Oui et a priori négatif. Car on va assister à un transfert du poids de l'impôt des plus aisés aux plus défavorisés, favorisant plus l'épargne que la consommation. La suppression de l’Obamacare aura aussi pour résultat que certains devront faire un choix entre les soins et d'autres dépenses de consommation. La dimension intéressante pour l’activité du programme du prochain président, c'est le projet d’investissements massifs dans les infrastructures. Mais pourquoi les républicains voteraient-ils cela alors qu’ils ont voté contre pendant des années ? Les dépenses d’infrastructures du gouvernement fédéral atteignaient 5 % du PIB dans les années 50. On est tombé à 1,5 % aujourd’hui et cela n’a pas été le fait de majorités démocrates. Il faut se rappeler la stratégie de Reagan en matière de fiscalité dans laquelle s’inscrit le prochain président. Le principe c’était « starve the beast », affamer la bête. En réduisant les rentrées fiscales, on poursuit le but de réduire les dépenses.

Le programme prévoit aussi des baisses sur l’impôt des sociétés ?

La baisse de l’impôt sur les sociétés, c’est un serpent de mer dans la politique américaine. C'est une vision partagée par les républicains et les démocrates et, au final, rien n'est jamais voté. En réalité, réduire le taux d'imposition et supprimer les niches fiscales favoriseraient les PME, qui n'ont pas les moyens des grandes entreprises en termes d'optimisation fiscale. De nombreuses grandes compagnies américaines ne paient déjà que 2 à 3 % d’impôt sur les sociétés.

Quel impact en matière d’environnement ?

Ce n'est lcairement pas positif, mais il faut aussi relativiser. Beaucoup de ces questions se règlent non pas au niveau fédéral mais au niveau des Etats. Le Dakota du Nord et le Texas pourront continuer à soutenir les hydrocarbures et la Californie à développer d’autres secteurs.

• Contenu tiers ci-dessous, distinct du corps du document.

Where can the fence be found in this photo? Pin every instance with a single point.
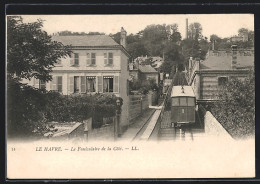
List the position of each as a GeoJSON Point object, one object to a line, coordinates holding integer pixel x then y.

Et de toutes façons, un président démocrate aurait eu des difficultés à imposer ses vues au Congrès.

La réindustrialisation de l’Amérique, avec un retour de ses usines, prônée par Trump est-elle possible ?

Le président des Etats-Unis n'a pas le pouvoir d'imposer aux entreprises privées la localisation de leur production.

Au final, quels sont les marges de manœuvres de Donald Trump par rapport au Congrès ?

C’est ce que nous allons apprendre dans les prochaines semaines. On va voir comment le prochain président va constituer son équipe, qui sera son chef de cabinet, etc. Il faut se rappeler qu’il a très peu d’expérience politique et qu’il va avoir besoin de gérer le Congrès. Et quelle va être l’attitude des sénateurs et des représentants ? Vont-il s’aligner sur les vues de leurs électeurs ou rester sur leurs positions traditionnelles ? L’un des signaux sera le maintien ou pas de Paul Ryan à la présidence de la Chambre des représentants qu’il maîtrise parfaitement.